How to Value Coin Collections With Your Phone for Insurance or Probate

Technique matters as much as the app when the output needs to feed a formal document. A blurry photo, a skipped condition bucket, or an undated price lookup can undermine otherwise solid documentation. The five steps below reflect how we built working insurance schedules in our own test sessions.

  1. Photograph Each Coin With a Scale Reference

    Insurance appraisers and probate courts expect photos that establish size and condition at a glance. Place each coin on a plain white or gray surface next to a ruler or a standard reference coin (a modern cent works). Shoot obverse and reverse in natural indirect light — no flash, which washes out surface detail. These photos become Exhibit A in your documentation package and are the images you feed to the app for identification. Consistent lighting also gives you a better chance of matching the app's condition bucket accurately.

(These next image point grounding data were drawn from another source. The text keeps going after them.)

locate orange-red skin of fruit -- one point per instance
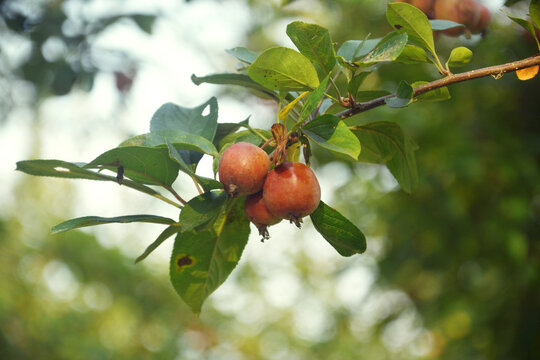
(291, 191)
(257, 212)
(243, 168)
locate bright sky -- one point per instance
(80, 126)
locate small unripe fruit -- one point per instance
(291, 191)
(257, 212)
(243, 168)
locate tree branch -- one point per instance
(496, 71)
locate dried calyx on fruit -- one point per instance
(257, 212)
(243, 168)
(291, 191)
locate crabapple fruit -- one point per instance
(243, 168)
(291, 191)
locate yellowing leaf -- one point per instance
(527, 73)
(283, 113)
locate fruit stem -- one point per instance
(178, 197)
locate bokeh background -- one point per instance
(452, 271)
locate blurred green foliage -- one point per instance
(451, 271)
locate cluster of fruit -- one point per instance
(288, 191)
(474, 15)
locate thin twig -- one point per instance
(496, 71)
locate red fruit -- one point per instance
(257, 212)
(243, 168)
(291, 191)
(470, 13)
(425, 5)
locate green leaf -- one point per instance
(355, 83)
(439, 94)
(246, 136)
(331, 133)
(363, 96)
(414, 22)
(412, 54)
(206, 183)
(385, 142)
(180, 140)
(440, 24)
(534, 12)
(342, 234)
(189, 120)
(167, 233)
(243, 54)
(97, 220)
(527, 25)
(404, 95)
(284, 69)
(64, 169)
(141, 164)
(389, 49)
(314, 42)
(144, 22)
(350, 50)
(459, 56)
(313, 101)
(203, 259)
(201, 209)
(236, 79)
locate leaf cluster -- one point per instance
(212, 230)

  2. Identify and Select the Correct Condition Bucket

    After the app returns an identification, your most consequential choice is the condition bucket. In Assay, the four options — Well Worn, Lightly Worn, Almost New, and Mint Condition — each correspond to a Sheldon-scale range, and each has a materially different Low/Typical/High output. For formal documentation, cross-reference your bucket selection against the PCGS Photograde tool (free in PCGS CoinFacts) to confirm you are not over-grading. An over-graded insurance schedule is a liability; an under-graded one means an inadequate payout. Record which condition bucket and which price range you selected, and note the date.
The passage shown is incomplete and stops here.